Shenzhou-13 crew one month into record space stay, ‘puffy face’ a common phenomenon among astronauts
Published: Nov 16, 2021 09:27 PM
Puffy face of the crew of the Shenzhou-13 spaceflight mission Photo: a screenshot from Sina Weibo

Puffy face of the crew of the Shenzhou-13 spaceflight mission Photo: a screenshot from Sina Weibo

The Chinese public on Tuesday sent their blessings to taikonauts Zhai Zhigang, Wang Yaping and Ye Guangfu - the crew of the Shenzhou-13 spaceflight mission, who have lived and worked in Tianhe space station core module for exactly one month since they moved into the orbital craft on October 16.

Planned to last six months, Shenzhou-13 mission is the longest space stay for a single spaceflight mission in China's history. Some 30 million Chinese netizens participated in online discussions of the event on Tuesday, sending caring messages to the space-going trio. 

The sharp eyes of the Chinese public grew curious when seeing the latest images of the crew, saying they are wondering if the food onboard is so yummy that the three looked puffy on camera.

"In zero gravity, fluids inside the human body would go upward into astronauts' faces and heads, causing them to look swollen. That's a moon face, which is a common phenomenon not only for taikonauts but also for every astronaut in the world," Pang Zhihao, a senior space expert based in Beijing, told the Global Times on Tuesday.

Two-thirds of people's bodies are made up of fluids. On Earth, gravity pulls most of this toward legs. The extra fluid in the head may lead to blocked noses and sinuses, but once the astronauts are back on Earth, they return to their normal appearance, according to the BBC. 

To feel better and relieve the "puffy face syndrome," Pang suggested that a negative pressure device may come in handy, as it could reverse the upward movement of fluids.

One of the highlights of the first month's stay in the Tianhe station was the successful execution of the Shenzhou-13's first spacewalk, during which commander Zhai and Wang, the female taikonaut, stepped out of the core module and completed all planned tasks in six and a half hours. 

Wang thus became the first Chinese woman to walk in space, winning applause at home and abroad.  The third member and the youngest of the Shenzhou-13 crew played an important supporting role inside the cabin in the process.
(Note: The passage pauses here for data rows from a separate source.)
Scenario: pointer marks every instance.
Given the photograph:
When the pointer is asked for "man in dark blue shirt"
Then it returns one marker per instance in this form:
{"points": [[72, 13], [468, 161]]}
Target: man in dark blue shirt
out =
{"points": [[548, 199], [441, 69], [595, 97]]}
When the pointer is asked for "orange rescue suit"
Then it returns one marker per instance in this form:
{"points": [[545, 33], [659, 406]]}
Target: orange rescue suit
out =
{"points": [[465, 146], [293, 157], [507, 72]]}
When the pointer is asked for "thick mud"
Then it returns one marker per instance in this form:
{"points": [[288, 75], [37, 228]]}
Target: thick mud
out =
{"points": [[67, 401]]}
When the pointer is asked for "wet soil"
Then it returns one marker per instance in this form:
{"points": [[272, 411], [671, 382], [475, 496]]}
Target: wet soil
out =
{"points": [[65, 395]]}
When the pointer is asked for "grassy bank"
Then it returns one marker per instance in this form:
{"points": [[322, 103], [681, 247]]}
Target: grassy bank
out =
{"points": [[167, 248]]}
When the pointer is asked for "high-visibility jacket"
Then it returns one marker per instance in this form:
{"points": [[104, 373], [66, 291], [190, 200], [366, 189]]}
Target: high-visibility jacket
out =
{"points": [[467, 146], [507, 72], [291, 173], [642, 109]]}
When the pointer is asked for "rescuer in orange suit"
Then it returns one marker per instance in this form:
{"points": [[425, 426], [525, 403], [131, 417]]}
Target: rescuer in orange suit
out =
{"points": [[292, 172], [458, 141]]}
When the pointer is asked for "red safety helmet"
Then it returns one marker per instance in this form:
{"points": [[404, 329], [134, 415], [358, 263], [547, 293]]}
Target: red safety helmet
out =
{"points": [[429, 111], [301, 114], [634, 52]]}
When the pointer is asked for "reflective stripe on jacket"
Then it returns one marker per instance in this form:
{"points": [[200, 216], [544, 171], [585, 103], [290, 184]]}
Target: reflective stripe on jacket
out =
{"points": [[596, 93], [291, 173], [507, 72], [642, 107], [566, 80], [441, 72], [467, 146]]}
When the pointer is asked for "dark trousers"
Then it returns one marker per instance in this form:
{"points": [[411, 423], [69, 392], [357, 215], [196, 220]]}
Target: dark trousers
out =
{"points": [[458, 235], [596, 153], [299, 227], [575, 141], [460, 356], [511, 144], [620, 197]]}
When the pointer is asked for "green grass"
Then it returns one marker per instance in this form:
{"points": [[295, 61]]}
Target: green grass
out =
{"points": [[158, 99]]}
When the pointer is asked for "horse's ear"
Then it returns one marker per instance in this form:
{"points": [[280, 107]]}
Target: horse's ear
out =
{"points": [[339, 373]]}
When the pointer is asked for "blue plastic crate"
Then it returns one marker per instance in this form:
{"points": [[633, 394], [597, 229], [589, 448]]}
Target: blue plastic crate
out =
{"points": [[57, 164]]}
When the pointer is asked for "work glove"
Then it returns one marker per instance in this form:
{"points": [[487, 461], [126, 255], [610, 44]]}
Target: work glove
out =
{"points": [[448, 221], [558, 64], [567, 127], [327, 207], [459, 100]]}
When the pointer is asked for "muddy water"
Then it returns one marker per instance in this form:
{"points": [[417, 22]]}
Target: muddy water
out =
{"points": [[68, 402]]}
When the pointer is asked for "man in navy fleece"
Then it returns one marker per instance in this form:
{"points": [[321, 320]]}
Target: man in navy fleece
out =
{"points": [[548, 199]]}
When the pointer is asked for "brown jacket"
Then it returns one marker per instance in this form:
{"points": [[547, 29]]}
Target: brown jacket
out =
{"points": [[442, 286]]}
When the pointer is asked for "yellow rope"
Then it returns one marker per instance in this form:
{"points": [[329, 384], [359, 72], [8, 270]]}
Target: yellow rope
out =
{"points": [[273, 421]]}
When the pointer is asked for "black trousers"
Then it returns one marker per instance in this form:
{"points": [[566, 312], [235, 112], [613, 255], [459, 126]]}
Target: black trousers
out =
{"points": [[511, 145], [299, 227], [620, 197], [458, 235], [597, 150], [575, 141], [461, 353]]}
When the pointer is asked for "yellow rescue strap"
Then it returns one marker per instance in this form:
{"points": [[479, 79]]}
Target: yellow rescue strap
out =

The China Manned Space Agency (CMSA) said in a statement at the time that the spacewalk, the first of the Shenzhou-13 mission and the third during the country's space station building period, has further verified the performance of China's home-developed spacesuit, the ability of the astronauts to work with the robotic arm, and the reliability and safety of the supporting system.

According to the CMSA, the Shenzhou-13 crew will carry out another one or two spacewalks during the mission.